Atherothrombosis and Vascular Biology, Baker Heart and Diabetes Institute, Melbourne, Victoria, Australia.
Haematopoiesis and Leukocyte Biology, Baker Heart & Diabetes Institute, Melbourne, Victoria, Australia.
J Thromb Haemost. 2017 May;15(5):972-982. doi: 10.1111/jth.13666. Epub 2017 Apr 9.
Essentials Vessel stenosis due to large thrombus formation increases local shear 1-2 orders of magnitude. High shear at stenotic sites was exploited to trigger eptifibatide release from nanocapsules. Local delivery of eptifibatide prevented vessel occlusion without increased tail bleeding times. Local nanocapsule delivery of eptifibatide may be safer than systemic antiplatelet therapies.
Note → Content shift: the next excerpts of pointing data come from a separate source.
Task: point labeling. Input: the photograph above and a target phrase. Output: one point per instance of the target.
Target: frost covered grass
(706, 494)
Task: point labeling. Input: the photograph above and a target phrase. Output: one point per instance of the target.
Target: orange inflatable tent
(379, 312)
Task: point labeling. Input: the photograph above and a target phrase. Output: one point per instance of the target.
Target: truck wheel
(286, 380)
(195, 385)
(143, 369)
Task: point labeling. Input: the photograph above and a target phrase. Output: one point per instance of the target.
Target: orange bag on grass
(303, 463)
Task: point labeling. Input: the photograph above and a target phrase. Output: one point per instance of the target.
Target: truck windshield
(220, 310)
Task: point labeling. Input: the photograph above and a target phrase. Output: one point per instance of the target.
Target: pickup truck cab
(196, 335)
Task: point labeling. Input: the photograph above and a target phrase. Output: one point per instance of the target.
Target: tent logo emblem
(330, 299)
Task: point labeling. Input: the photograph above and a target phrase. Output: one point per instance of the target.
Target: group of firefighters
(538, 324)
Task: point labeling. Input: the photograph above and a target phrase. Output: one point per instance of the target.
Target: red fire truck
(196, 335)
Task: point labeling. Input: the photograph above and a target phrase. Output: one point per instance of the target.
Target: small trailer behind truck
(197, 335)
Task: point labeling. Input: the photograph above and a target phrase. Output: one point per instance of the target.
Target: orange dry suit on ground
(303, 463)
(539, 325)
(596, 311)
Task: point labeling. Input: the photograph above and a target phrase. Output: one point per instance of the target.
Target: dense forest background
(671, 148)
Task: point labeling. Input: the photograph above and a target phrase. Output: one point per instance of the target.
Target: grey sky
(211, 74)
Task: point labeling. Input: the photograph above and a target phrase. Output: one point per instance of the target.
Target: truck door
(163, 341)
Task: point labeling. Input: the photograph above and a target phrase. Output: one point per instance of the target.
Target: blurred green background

Background Myocardial infarction and stroke remain the leading causes of mortality and morbidity. The major limitation of current antiplatelet therapy is that the effective concentrations are limited because of bleeding complications. Targeted delivery of antiplatelet drug to sites of thrombosis would overcome these limitations. Objectives Here, we have exploited a key biomechanical feature specific to thrombosis, i.e. significantly increased blood shear stress resulting from a reduction in the lumen of the vessel, to achieve site-directed delivery of the clinically used antiplatelet agent eptifibatide by using shear-sensitive phosphatidylcholine (PC)-based nanocapsules. Methods PC-based nanocapsules (2.8 × 10 ) with high-dose encapsulated eptifibatide were introduced into microfluidic blood perfusion assays and into in vivo models of thrombosis and tail bleeding. Results Shear-triggered nanocapsule delivery of eptifibatide inhibited in vitro thrombus formation selectively under stenotic and high shear flow conditions above a shear rate of 1000 s while leaving thrombus formation under physiologic shear rates unaffected. Thrombosis was effectively prevented in in vivo models of vessel wall damage. Importantly, mice infused with shear-sensitive antiplatelet nanocapsules did not show prolonged bleeding times. Conclusions Targeted delivery of eptifibatide by shear-sensitive nanocapsules offers site-specific antiplatelet potential, and may form a basis for developing more potent and safer antiplatelet drugs.
由于形成大血栓导致的血管狭窄会使局部剪切力增加 1-2 个数量级。在狭窄部位利用高剪切力触发纳米胶囊中依替巴肽的释放。局部给予依替巴肽可防止血管闭塞而不增加尾部出血时间。局部纳米胶囊给予依替巴肽可能比全身抗血小板治疗更安全。
背景心肌梗死和中风仍然是死亡和发病的主要原因。目前抗血小板治疗的主要局限性在于由于出血并发症而使有效浓度受到限制。将抗血小板药物靶向递送到血栓部位将克服这些局限性。目的在这里,我们利用了血栓形成的一个关键生物力学特征,即由于血管内腔缩小而导致的血液剪切应力显著增加,通过使用对剪切力敏感的磷脂酰胆碱(PC)基纳米胶囊来实现临床使用的抗血小板药物依替巴肽的靶向递药。方法将载有高剂量包封依替巴肽的 PC 基纳米胶囊(2.8×10 )引入微流控血液灌注测定法和血栓形成及尾部出血的体内模型中。结果剪切力触发的依替巴肽纳米胶囊递药选择性地抑制了狭窄和高剪切流条件下的体外血栓形成,而在生理剪切率下的血栓形成不受影响。在血管壁损伤的体内模型中有效地预防了血栓形成。重要的是,输注对剪切力敏感的抗血小板纳米胶囊的小鼠没有出现延长的出血时间。结论通过对剪切力敏感的纳米胶囊进行靶向递药提供了特异性抗血小板的潜力,并可能为开发更有效和更安全的抗血小板药物提供基础。